Daegu police want BBC to retract storyThe Daegu police said yesterday they will demand Britain’s BBC and Daily Mail run corrections to stories which reported that policemen took bribes to hush up sexual misconduct during the trouble-plagued Miss Asia Pacific World competition.
Amy Willerton, 19, who represented the U.K. during the pageant from Oct. 1 to 15, told several British media outlets that contestants were offered better scores in return for having sex with organizers.
She also said the situation was covered up by organizing officials, who she claimed paid off the Daego police officers dispatched to a hotel to respond to complaints of sexual misconduct. Organizers denied allegations of sexual misconduct or bribing the police.

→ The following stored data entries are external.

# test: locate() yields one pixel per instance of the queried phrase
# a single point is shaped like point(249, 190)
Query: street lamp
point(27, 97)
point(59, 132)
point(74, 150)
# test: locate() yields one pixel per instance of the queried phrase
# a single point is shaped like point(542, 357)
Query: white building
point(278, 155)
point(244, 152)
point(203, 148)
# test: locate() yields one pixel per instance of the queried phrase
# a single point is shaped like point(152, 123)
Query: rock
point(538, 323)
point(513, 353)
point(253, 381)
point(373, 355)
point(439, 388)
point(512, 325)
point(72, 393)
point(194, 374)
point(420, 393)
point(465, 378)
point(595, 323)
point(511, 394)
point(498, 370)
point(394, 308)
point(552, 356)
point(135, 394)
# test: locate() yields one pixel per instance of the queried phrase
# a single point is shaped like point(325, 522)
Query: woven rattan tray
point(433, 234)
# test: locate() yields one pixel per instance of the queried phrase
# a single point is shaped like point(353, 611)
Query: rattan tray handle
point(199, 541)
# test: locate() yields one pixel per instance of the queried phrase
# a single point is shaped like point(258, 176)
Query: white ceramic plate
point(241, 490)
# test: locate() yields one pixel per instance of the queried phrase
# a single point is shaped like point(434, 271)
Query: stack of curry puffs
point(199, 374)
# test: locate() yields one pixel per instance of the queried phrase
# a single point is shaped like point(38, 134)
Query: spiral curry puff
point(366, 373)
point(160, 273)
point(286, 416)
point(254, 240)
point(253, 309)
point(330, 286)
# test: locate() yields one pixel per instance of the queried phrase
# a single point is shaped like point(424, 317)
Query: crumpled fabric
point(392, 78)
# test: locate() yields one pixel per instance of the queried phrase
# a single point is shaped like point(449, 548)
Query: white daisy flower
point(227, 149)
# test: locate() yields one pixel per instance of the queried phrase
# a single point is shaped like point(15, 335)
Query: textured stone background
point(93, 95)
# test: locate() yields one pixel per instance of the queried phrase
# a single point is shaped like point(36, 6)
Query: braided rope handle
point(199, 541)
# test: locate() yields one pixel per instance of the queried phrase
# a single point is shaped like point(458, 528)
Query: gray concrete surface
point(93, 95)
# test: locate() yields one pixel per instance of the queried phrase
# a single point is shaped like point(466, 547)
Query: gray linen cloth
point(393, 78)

Willerton withdrew from the pageant.
“We have analyzed footage from CCTVs installed in the hotel lobby, conducted a reenactment and given a lie detector test to policemen who were dispatched to the scene. We concluded that these policemen did not receive money from the organizers,” said an officer from Daegu Police Station. “Therefore, we decided to request a right of reply.”
Police also said that Willerton told the Daegu police via telephone that she “saw the organizer of the competition take out a wallet in front of the police, but didn’t see money being handed over,” and that “the media may have distorted the facts.”
“As false information was reported all over the world through foreign media outlets,” the Daegu police officer said, “inflicting damage on the reputation of the Korean police, we will make sure corrections are made.”
The Daegu police will send their request for corrections and a right of reply through the British Embassy in Seoul.